Busted NJ carjack suspects have long rap sheets
December 23, 2013 in News by The Manimal
Source: The New York Post
The four thugs accused of savagely killing a young Hoboken lawyer in a New Jersey mall’s parking garage have extensive criminal histories — and one had been released from jail just four days before the slaying.
Hanif Thompson
Dustin Friedland, 30, and his wife had just finished their holiday shopping when they returned to their silver 2012 Range Rover and were confronted by the four carjackers, cops said.
Basim Henry
Karif Ford, 31, Basim Henry, 32, and Kevin Roberts, 33, all of Newark, and Hanif Thompson, 29, of Irvington, were all busted. Each is being held on $2 million bail.
Karif Ford
The four face a slew of charges in the Dec. 15 killing, including murder, carjacking, conspiracy and weapons possession, authorities said Saturday. Authorities refused to name the triggerman who shot Friedland point-blank in the head.
All four — who face possible life sentences — have rap sheets stretching back years that include multiple burglary and drug counts.
Thompson, who has done more than a dozen stints in the Essex County Jail, was released on Dec. 11 after serving time on a burglary charge.
Roberts has been arrested 13 times on narcotics and weapons offenses.
Both Ford and Henry were sent to prison in 2003 — Ford for burglary and Henry for bank robbery, records show.
Henry finished federal prison time eight months ago for a robbery in which he put a gun to the head of a Union Township bank employee.
Henry was busted for the mall shooting at a hotel in Easton, Pa., by an FBI task force and US marshals. Thompson was captured in Irvington, NJ, and Ford and Roberts were nabbed in Newark.
A woman who knew Thompson told The Post he was “a hustler” who sold drugs, but doubted he was a murderer.
Tiwanna Myers, 36, said she often saw Thompson around her Newark neighborhood before he moved out a couple of years ago.
“I don’t think he was a killer, but he was a hustler,” she said, adding: “I don’t think he’d kill anybody over no car. He hustled in the street — that’s how he made ends meet.”
A man who answered the door at Roberts’ home in Newark identified himself as the suspect’s brother but refused to give his name.
When asked if Roberts was innocent, the brother stopped, then said: “I don’t know.”

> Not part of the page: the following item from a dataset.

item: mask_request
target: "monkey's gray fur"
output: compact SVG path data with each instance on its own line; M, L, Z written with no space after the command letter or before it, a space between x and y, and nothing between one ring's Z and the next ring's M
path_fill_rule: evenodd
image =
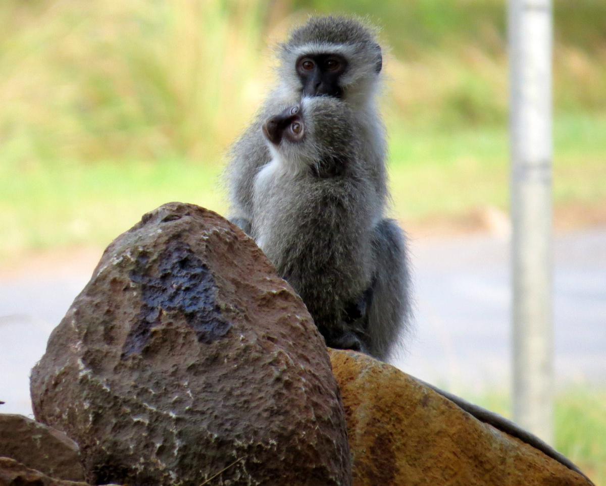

It was the “around the clock work” of law enforcement that helped nab the quartet after a weeklong manhunt, said Acting Essex County prosecutor Carolyn Murray.
Prosecutors said the suspects wanted the victim’s luxury ride.
“We are very grateful to the Essex County Police and all of the local authorities for pursuing this so vigorously,” the victim’s wife, Jamie Schare Friedland, said in a statement.